Komisi Hak Asasi Manusia Permanen yang Independen menyerukan kepada masyarakat internasional untuk mengambil tindakan segera guna menghentikan pelanggaran pendudukan terhadap rakyat Palestina.

Jeddah (UNA) – Komisi Hak Asasi Manusia Tetap Independen Organisasi Kerja Sama Islam (OKI) menegaskan solidaritas penuhnya terhadap rakyat Palestina pada Hari Solidaritas Internasional dengan Rakyat Palestina, dan menyerukan kepada masyarakat internasional untuk segera mengambil tindakan guna mengakhiri pelanggaran berat terhadap mereka, memastikan akuntabilitas, dan memberikan dukungan kemanusiaan tanpa penundaan.

Ia menjelaskan bahwa selama lebih dari tujuh puluh tahun rakyat Palestina telah menghadapi serangkaian pelanggaran berat yang terus-menerus, termasuk pemindahan paksa, kolonialisme pemukim, hukuman kolektif, penangkapan sewenang-wenang, di samping pengepungan yang menyesakkan dan penghancuran yang meluas terhadap infrastruktur sipil, yang telah menyebabkan penderitaan manusia yang belum pernah terjadi sebelumnya, terutama di kalangan perempuan, anak-anak, dan orang tua.

Komisi tersebut mengutuk serangan militer yang terus berlanjut, penghalangan akses bantuan kemanusiaan, dan gangguan layanan dasar, serta menekankan perlunya meminta pertanggungjawaban para pelaku genosida, kejahatan perang, dan kejahatan terhadap kemanusiaan, guna memastikan akses bantuan yang segera dan aman, serta melindungi para pekerja medis dan kemanusiaan serta jurnalis.

Sebagai bagian dari dukungannya terhadap upaya kemanusiaan, Otoritas mengumumkan akan menyelenggarakan “Dialog Tingkat Tinggi untuk Melibatkan Pemuda dalam Upaya Kemanusiaan di Fase Pascakonflik: Pembangunan Perdamaian dan Pembangunan” pada tanggal 15 Desember 2025 di Jeddah, untuk berkontribusi dalam memperkuat peran pemuda dalam rekonstruksi dan membangun masa depan yang lebih stabil.
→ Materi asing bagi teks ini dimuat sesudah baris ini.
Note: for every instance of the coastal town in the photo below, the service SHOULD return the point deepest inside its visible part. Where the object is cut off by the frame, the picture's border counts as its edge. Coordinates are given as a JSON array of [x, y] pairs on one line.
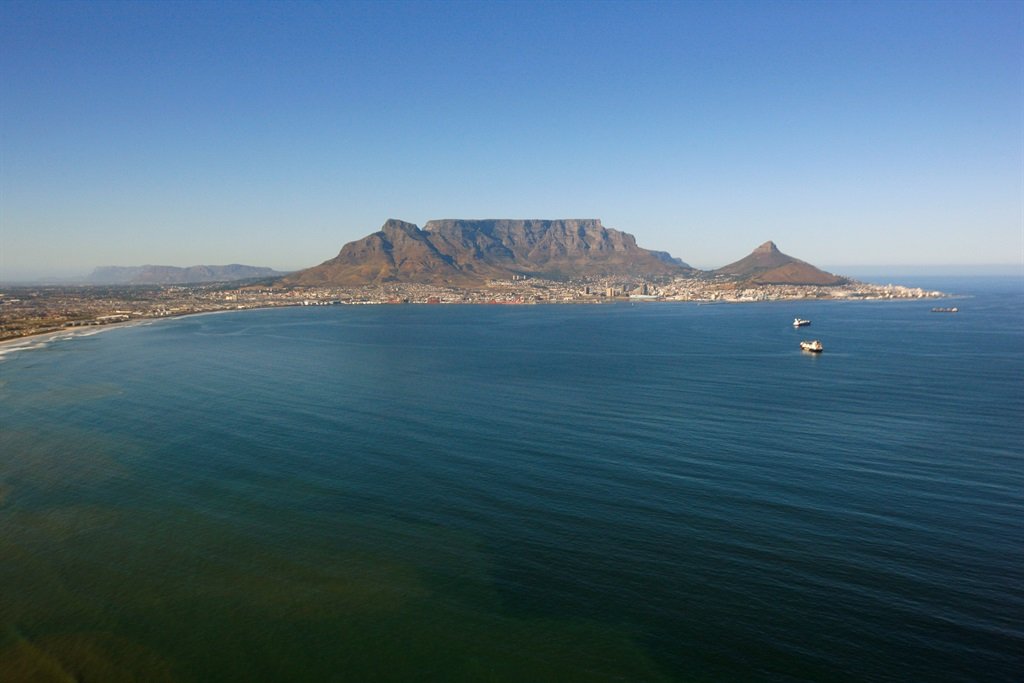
[[27, 310]]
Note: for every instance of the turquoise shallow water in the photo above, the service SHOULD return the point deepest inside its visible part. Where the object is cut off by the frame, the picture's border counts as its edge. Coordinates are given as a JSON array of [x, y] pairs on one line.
[[664, 492]]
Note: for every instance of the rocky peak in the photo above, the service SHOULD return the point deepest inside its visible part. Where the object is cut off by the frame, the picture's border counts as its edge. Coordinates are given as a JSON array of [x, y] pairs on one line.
[[395, 226]]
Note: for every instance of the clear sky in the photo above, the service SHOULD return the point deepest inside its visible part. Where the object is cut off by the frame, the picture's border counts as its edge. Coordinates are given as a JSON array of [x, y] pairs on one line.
[[182, 133]]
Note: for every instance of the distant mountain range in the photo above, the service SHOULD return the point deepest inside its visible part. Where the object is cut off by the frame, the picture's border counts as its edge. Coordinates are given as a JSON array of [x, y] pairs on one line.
[[470, 252], [767, 265], [467, 252], [169, 274]]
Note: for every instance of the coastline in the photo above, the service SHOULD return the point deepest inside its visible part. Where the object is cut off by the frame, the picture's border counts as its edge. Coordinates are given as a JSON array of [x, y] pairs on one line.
[[40, 339]]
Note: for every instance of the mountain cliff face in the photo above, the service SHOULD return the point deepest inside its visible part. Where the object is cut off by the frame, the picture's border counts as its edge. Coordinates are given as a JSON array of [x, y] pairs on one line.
[[767, 265], [169, 274], [464, 252]]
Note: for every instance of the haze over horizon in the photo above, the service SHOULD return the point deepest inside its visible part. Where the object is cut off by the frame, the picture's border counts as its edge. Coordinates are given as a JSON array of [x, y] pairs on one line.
[[270, 134]]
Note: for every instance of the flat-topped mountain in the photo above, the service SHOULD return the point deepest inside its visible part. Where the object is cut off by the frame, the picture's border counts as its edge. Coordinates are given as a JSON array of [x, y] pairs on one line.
[[465, 252], [169, 274], [767, 265]]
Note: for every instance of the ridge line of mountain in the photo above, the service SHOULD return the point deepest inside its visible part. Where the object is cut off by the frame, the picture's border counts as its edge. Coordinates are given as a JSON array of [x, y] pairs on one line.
[[471, 251]]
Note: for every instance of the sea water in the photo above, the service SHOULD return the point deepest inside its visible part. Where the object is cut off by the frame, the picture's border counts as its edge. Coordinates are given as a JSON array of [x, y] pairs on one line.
[[597, 493]]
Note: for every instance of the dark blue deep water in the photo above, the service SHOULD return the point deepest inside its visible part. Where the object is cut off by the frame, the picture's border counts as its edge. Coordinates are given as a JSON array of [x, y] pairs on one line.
[[649, 493]]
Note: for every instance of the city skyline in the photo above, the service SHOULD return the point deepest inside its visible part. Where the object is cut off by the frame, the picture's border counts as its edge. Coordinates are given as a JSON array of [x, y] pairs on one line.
[[271, 134]]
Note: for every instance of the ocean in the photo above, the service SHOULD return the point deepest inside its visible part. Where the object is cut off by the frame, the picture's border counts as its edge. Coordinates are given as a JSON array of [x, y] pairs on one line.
[[662, 492]]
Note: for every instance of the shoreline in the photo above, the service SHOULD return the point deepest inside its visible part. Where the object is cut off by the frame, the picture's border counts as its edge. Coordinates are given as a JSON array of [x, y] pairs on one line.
[[39, 339]]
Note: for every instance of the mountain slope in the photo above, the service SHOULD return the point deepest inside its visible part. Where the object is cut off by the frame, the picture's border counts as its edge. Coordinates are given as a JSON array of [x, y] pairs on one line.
[[169, 274], [767, 265], [465, 252]]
Ia menegaskan kembali bahwa hak rakyat Palestina untuk menentukan nasib sendiri dan mendirikan negara merdeka dan berdaulat dengan Yerusalem sebagai ibu kotanya adalah hak yang tidak dapat dicabut dan tidak dapat dinegosiasikan, yang dijamin oleh aturan hukum internasional dan resolusi Perserikatan Bangsa-Bangsa.

Otoritas menyerukan dalam pernyataannya agar masyarakat internasional, lembaga kemanusiaan dan media, serta organisasi masyarakat sipil menyatukan upaya dalam mendukung Palestina, dan berdiri bersama rakyat Palestina dalam perjuangan sah mereka untuk memperoleh hak-hak mereka dan mencapai perdamaian, keadilan, dan kemerdekaan.